I recall 1990, when Thatcher was forced out of office.   I played in a band at the time, and we had a song for the occasion, “Goodbye”, a charge-sheet laid out against Thatcher in lyric form.  It was in parts obscene, certainly angry and still to my mind entirely reasonable.  It had a chorus of “Goodbye, Mrs Thatcher” at which point I was supposed to lay down a funky guitar riff.  It wasn’t very good.

But it didn’t need to be.  There was a mood of celebration in Liverpool and elsewhere then.  I recall discussing it in school and a classmate, a thoughtful girl and a real scouser, taught us all a lesson. Looking at the iconic picture of Thatcher in tears, she told the class that while she was as happy as everyone else that Thatcher was gone, she couldn’t take joy in the obvious pain of someone else.  That stayed with me.

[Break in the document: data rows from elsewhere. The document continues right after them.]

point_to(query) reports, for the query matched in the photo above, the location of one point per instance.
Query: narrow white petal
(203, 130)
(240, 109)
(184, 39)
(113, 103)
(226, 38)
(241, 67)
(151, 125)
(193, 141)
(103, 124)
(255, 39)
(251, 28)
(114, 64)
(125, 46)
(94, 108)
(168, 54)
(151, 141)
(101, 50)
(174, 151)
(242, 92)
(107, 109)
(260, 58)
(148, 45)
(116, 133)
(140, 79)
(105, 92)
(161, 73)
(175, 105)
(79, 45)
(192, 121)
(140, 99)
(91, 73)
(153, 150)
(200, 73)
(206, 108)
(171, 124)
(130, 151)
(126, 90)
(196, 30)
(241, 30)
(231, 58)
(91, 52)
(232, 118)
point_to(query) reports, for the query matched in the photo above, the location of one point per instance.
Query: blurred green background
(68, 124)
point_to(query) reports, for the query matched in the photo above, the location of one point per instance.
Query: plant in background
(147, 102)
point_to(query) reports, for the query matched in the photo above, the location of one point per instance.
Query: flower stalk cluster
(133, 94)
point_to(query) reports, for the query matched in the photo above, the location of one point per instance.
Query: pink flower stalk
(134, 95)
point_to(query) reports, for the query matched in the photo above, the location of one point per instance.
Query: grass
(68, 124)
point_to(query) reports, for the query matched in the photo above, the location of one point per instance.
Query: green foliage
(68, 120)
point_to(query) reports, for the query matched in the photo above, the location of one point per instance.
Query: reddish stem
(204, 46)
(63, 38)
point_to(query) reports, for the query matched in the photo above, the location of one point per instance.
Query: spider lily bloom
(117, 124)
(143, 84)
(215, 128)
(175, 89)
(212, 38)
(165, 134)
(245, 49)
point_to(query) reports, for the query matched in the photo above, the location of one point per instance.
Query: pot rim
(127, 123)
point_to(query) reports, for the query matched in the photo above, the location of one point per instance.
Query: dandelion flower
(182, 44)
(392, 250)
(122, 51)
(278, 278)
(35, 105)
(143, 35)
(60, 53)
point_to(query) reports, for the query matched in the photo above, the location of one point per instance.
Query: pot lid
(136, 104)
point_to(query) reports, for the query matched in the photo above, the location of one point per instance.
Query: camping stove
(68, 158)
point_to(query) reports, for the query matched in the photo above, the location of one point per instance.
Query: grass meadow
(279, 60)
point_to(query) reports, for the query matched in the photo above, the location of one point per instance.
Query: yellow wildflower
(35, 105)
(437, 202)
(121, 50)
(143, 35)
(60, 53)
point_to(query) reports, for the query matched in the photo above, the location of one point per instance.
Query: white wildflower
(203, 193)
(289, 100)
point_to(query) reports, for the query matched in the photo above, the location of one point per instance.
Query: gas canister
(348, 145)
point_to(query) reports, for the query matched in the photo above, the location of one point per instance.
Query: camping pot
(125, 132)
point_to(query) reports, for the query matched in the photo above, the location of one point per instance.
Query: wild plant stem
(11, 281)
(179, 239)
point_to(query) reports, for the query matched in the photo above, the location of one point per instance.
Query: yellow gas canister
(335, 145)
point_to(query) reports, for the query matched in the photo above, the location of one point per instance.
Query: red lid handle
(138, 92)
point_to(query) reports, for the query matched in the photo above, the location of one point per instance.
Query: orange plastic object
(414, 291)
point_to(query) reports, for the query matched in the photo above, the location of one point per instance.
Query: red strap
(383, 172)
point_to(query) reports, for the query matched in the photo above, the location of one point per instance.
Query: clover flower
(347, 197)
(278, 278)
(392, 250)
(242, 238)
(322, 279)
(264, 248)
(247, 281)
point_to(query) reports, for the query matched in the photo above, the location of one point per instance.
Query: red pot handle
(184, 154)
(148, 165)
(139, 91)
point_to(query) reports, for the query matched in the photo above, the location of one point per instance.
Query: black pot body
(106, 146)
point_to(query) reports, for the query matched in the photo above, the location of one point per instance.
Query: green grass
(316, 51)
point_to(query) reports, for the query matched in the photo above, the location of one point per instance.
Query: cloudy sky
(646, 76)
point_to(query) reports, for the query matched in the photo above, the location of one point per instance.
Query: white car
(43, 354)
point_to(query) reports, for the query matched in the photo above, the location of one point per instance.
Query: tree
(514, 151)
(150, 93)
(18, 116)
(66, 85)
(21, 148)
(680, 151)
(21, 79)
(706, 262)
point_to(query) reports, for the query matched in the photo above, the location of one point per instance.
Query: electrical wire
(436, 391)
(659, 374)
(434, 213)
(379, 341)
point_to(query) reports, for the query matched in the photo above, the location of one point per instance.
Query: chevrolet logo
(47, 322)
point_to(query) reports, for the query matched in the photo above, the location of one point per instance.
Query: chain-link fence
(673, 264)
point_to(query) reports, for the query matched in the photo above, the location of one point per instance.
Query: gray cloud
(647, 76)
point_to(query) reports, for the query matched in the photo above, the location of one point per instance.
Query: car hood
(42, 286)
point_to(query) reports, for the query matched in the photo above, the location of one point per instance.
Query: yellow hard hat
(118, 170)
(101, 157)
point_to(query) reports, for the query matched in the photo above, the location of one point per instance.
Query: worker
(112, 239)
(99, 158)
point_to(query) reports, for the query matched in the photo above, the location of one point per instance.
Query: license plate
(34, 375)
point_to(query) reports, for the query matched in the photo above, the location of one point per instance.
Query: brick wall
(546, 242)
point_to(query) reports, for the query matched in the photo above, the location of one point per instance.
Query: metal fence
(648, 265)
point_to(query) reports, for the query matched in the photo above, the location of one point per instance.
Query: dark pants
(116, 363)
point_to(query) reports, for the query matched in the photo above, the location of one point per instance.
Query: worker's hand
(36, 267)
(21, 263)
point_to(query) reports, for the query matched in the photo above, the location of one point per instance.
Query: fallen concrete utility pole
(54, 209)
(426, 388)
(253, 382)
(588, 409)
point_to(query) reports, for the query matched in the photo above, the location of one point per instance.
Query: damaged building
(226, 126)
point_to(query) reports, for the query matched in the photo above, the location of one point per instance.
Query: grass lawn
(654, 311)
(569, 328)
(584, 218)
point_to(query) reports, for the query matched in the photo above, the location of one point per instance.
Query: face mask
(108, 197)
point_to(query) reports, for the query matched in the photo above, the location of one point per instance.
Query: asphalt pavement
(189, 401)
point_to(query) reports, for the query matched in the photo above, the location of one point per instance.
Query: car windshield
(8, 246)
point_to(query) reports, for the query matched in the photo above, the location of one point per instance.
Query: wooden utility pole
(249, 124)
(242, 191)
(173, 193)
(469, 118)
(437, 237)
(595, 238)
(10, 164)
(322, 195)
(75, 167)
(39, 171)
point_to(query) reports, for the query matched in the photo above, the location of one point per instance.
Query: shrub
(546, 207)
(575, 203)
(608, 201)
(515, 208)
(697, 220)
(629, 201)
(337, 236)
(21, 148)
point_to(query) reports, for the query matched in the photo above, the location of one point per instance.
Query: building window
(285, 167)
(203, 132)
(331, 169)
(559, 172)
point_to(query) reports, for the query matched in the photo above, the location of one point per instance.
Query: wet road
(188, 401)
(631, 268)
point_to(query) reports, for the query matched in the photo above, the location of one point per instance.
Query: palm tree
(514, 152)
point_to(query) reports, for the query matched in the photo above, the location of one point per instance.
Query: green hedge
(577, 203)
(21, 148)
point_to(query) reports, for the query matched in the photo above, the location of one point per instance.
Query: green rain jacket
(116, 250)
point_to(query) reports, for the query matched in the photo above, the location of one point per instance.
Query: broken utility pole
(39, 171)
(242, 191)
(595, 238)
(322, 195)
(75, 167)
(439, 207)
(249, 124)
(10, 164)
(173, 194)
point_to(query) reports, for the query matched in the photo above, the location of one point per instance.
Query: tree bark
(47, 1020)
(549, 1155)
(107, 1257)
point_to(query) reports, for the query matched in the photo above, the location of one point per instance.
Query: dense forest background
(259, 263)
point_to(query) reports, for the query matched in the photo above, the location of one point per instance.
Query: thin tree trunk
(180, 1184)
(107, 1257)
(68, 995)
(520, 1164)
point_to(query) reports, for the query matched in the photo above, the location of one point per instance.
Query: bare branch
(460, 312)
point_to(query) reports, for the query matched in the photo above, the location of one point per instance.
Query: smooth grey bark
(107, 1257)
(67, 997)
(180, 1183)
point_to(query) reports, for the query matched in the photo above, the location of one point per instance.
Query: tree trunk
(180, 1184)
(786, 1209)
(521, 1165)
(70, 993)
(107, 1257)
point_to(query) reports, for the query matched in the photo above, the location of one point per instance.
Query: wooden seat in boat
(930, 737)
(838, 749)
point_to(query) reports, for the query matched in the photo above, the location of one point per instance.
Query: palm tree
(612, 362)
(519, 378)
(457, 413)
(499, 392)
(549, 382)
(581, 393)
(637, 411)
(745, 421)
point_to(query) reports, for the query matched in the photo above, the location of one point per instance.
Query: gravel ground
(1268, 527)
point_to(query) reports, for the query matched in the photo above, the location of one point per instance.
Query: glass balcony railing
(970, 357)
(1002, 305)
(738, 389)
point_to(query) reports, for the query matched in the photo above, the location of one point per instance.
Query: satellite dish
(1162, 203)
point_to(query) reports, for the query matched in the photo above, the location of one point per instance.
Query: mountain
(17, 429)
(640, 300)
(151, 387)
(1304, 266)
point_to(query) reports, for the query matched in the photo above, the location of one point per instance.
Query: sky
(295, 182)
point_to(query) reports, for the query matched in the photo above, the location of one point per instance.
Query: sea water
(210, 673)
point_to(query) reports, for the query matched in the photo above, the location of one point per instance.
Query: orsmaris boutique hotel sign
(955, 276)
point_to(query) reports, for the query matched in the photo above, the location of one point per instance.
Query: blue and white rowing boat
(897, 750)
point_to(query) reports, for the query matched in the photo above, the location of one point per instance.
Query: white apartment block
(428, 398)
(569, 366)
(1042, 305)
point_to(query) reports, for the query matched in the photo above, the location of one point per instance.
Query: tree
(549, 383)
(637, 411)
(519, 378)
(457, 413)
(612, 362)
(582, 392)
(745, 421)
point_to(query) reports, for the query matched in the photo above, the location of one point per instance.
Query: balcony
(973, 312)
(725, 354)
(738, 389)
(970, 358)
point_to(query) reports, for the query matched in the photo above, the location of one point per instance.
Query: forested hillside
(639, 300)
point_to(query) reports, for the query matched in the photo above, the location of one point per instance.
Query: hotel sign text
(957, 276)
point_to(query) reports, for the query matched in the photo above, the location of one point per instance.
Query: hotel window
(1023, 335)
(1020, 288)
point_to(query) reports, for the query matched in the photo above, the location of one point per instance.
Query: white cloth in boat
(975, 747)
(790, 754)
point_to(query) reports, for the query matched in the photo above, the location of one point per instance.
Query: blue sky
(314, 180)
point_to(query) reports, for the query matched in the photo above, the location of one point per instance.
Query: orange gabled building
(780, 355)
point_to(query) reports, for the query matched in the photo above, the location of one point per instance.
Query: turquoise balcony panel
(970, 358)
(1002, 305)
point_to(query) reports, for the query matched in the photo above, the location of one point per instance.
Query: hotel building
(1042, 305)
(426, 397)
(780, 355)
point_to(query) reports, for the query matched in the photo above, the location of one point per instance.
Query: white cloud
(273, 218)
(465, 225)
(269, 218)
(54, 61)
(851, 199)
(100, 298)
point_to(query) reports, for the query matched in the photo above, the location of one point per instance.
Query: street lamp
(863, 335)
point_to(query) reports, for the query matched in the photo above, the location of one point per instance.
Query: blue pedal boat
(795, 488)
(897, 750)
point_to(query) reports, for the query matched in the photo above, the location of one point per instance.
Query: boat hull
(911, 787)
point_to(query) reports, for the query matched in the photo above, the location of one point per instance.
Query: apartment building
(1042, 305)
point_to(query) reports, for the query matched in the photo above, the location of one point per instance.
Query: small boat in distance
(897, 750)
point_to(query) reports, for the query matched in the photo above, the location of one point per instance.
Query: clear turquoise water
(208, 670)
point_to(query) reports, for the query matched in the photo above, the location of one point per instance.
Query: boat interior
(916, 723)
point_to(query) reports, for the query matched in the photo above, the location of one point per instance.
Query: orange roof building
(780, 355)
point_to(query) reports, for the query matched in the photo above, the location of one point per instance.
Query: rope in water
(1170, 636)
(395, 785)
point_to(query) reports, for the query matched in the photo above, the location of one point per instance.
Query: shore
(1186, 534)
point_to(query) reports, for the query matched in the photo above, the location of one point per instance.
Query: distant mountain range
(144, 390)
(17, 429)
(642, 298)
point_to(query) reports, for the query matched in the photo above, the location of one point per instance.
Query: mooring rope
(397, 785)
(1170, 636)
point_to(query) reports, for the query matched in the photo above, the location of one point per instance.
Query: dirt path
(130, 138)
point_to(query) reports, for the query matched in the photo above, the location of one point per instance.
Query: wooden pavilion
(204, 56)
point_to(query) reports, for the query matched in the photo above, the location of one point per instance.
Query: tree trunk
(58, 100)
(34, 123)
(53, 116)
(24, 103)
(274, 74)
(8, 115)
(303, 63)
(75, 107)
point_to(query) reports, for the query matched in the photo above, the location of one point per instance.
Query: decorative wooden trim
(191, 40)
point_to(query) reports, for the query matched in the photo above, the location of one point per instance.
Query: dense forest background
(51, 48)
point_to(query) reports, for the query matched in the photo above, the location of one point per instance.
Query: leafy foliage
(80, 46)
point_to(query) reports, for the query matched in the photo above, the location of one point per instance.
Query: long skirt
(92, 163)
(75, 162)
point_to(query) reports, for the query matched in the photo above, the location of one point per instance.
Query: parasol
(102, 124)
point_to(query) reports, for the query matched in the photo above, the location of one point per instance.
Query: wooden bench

Much has changed in 23 years, much of it, we are told, caused by Thatcher (or perhaps, to the movement she was a vanguard of) summed up in the possibly apocryphally-attributed quote, “There is no such thing as society”.  I understand that sentiment to be essentially Randian: you do not have obligations to others, only to yourself.  And this is certainly the behaviour that people manifest – you can do whatever you like, as long as its in your own interest.  Both conscience and manners seem to have evaporated.  In this sense, I see the unpleasant, troubling and tasteless reactions to the news that a senile old woman has died to be an extension of the individualism that the 80s ushered in.

I’m bothered by this.  After all, the cult of individualism also seeks to expose the individual.  And Thatcher’s policies were only, only justifiable if one would assert some moral superiority of one class of people over another.  I’ve never believed that.  No life matters more or less than another.  But for that to be true, we all have to exhibit a basic humanity towards each other.